La stampa continentale europea, specie quella italiana d'ispirazione cattolica, legge l'enciclica come un atto politico radicale contro il capitalismo digitale. Il papa viene celebrato per aver posto la domanda fondamentale: quale umanità sta producendo questo sistema? Si traccia una linea netta tra la città di Babele, dominata dall'omologazione e dal profitto, e Gerusalemme, simbolo di comunione e dignità umana.
Nei media del Sud-Est asiatico dedicati a tecnologia ed economia la notizia si riduce a un segnale di mercato: lo stesso Sam Altman ammette ora che il potere distruttivo dell'IA sui posti di lavoro è stato sopravvalutato. Il messaggio parallelo del papa è assente; l'attenzione è tutta sulla rassicurazione pragmatica del CEO che l'interazione umana resta insostituibile. È una lettura sollevata e favorevole agli affari, che archivia il panico morale per una realtà più gestibile.

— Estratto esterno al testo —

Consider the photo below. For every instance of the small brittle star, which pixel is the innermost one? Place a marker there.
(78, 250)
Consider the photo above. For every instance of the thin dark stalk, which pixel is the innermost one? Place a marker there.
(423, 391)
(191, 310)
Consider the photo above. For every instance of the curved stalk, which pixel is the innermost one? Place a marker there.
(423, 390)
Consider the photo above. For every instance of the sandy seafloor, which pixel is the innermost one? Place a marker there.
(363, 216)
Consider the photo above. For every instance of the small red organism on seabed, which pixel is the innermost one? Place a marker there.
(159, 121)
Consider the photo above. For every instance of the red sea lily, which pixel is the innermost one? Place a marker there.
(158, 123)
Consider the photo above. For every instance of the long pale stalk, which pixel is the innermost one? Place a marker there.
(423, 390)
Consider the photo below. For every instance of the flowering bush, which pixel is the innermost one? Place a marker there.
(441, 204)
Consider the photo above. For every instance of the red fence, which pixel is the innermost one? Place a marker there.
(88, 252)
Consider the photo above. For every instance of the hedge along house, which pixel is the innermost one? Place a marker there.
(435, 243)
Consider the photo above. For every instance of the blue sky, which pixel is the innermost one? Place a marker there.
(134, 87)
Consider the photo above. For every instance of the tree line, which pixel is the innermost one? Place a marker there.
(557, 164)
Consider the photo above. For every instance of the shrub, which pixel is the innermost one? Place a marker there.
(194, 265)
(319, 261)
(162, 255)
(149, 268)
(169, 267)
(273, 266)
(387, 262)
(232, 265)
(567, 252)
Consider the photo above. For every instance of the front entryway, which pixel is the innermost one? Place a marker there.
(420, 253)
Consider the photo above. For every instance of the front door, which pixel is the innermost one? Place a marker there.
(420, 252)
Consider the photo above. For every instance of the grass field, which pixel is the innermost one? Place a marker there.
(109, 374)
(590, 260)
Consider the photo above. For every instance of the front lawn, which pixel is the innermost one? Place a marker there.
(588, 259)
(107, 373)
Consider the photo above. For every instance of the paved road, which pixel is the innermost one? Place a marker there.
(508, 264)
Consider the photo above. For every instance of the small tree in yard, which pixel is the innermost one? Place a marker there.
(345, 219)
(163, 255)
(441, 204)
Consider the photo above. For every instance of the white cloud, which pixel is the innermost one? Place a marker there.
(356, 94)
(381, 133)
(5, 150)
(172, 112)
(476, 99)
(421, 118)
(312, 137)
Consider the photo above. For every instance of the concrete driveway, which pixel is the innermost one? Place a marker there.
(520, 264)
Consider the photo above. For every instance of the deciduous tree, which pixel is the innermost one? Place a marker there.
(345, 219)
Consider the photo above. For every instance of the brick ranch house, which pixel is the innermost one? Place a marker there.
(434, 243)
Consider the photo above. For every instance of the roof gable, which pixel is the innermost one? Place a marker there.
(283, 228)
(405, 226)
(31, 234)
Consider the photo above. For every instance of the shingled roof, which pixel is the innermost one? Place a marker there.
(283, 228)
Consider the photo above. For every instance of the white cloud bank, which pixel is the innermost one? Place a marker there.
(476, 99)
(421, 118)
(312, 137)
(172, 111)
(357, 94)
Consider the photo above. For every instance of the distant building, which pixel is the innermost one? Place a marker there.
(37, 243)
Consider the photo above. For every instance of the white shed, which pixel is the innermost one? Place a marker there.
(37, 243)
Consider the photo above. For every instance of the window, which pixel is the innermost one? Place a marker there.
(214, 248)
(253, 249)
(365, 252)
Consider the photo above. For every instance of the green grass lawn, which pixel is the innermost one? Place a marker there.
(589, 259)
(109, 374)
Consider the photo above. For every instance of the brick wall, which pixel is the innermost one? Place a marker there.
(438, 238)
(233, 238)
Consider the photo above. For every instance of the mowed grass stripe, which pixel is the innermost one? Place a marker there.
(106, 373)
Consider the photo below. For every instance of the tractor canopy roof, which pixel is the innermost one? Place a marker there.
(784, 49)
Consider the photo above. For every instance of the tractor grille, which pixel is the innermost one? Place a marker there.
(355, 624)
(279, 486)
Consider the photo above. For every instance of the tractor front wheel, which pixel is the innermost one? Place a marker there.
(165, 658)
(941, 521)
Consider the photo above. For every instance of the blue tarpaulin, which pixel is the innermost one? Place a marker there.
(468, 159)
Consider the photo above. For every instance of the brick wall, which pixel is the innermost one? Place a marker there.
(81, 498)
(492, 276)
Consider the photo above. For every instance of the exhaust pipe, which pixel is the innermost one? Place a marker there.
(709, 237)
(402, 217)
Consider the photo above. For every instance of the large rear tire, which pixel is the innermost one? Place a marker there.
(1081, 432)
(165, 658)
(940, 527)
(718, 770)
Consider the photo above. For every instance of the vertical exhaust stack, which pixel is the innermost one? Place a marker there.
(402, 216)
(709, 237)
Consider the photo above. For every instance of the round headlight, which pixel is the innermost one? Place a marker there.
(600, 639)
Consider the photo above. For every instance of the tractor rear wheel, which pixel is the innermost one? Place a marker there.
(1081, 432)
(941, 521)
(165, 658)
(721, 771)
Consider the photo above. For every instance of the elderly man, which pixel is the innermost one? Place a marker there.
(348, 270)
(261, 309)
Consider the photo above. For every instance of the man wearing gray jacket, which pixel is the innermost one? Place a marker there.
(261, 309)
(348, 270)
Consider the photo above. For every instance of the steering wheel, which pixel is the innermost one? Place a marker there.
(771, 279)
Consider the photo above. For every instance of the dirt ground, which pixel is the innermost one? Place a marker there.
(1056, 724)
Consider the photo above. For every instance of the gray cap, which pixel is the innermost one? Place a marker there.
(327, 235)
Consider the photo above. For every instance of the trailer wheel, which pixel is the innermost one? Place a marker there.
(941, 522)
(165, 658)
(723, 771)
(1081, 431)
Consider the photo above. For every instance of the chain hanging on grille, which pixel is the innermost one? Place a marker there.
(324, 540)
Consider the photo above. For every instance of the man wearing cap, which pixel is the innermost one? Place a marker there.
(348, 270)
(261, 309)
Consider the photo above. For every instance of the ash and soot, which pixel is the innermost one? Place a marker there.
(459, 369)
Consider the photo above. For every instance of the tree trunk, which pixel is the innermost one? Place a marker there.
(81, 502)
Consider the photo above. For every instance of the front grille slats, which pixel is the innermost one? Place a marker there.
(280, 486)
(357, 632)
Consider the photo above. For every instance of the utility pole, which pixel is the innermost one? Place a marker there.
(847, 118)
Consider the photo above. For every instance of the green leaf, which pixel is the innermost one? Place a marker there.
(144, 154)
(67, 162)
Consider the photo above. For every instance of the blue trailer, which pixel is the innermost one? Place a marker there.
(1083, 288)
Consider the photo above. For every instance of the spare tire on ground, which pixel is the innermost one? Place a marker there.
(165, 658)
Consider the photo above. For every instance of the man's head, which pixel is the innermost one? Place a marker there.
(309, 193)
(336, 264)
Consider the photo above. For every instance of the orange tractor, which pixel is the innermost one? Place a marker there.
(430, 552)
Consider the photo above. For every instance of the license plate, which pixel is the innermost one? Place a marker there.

La stampa dell'Africa subsahariana, in particolare quella anglofona, presenta l'enciclica come una difesa tempestiva dei lavoratori vulnerabili contro lo sfruttamento tecnologico. L'accento è posto sugli avvertimenti del papa contro il ridurre gli esseri umani a meri costi di produzione e sull'appello a salvaguardie etiche concrete. Questa cornice risuona con le ansie regionali riguardo ai diritti del lavoro e ai profitti senza controllo che alimentano le disuguaglianze.